How I Use Trello To Organize My Life
It’s the new year, which means that we’re planning, organizing, or already feeling a little overwhelmed by the tasks looming on the horizon. For the longest time, I was a paper planner devotee, and I experimented with everything from pre-printed spiral-bound planners, custom discbound planners, and even the Bullet Journal. But I found as my schedule filled up and my kids’ activities multiplied that I was consistently missing things. Either I wouldn’t open the journal until I got home from school drop-off only to realize I had already missed an appointment or I’d get wrapped up in writing and completely forget about a conference call later that afternoon.

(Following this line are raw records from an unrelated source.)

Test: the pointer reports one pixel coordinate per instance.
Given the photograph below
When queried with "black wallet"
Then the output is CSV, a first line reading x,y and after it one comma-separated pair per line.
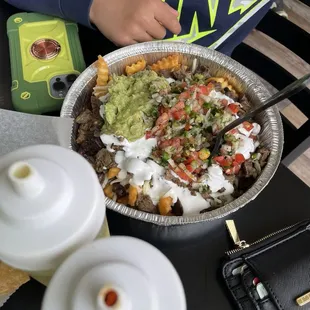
x,y
272,273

I desperately needed a system that could send me reminders but still allow me to tick off tasks in the kind of list-based space that made sense to my brain. I already used Google Calendar for some things, but the Google programs that integrated with it like Google Task just made my eyes cross.
Trello is essentially a web-based list-making app on steroids. It’s arranged somewhat similarly to Pinterest, where you can make boards on different topics, but within each board lives an unlimited number of lists.
For example, on my To Do List, I have lists called “This Week”, “This Month”, “Personal”, “Work”, and “Home Improvement.” Any time a task crops up that needs to be done in the future, I put it on a “card” on the appropriate list. Maybe I realized that the hinge on the fence needs to be replaced: it gets added to “Home Improvement.” I need to remember to send in a check for a field trip? That goes on “This Week.” Someone recommends a book to me? I can immediately add it to the “To Read” list on my Books board. No more searching for scraps of paper the next time I go to the library or bookstore.
Now, the weak link in this could always be the need to check the lists, which is where Power-Ups come in. Each board gets one power up (on the free plan; you have to go to a paid plan if you want more) the most useful of which is the Calendar. By enabling the calendar, I can assign due dates to individual cards, which then gets transferred to the calendar.
This could still be a problem, except you can then import the calendar URL from Trello into Google Calendar and enable it to sync. Now all my Trello tasks that have a due date (and a calendar power-up enabled) will show up on my main calendar.
As a result, I only have to check one calendar to see everything that’s due today, and I can still have reminders for my appointments. At this time, there’s no way in Google Calendar to set notifications on an imported calendar, but I really don’t want to get pop-ups reminding me to return a phone call when I get up in the morning.
Trello also has Android and iOS apps available, making it pretty much the only list-making app I need. It’s been the perfect bridge between a paper list and a digital calendar.
What do you use to keep organized? Have you ever used Trello?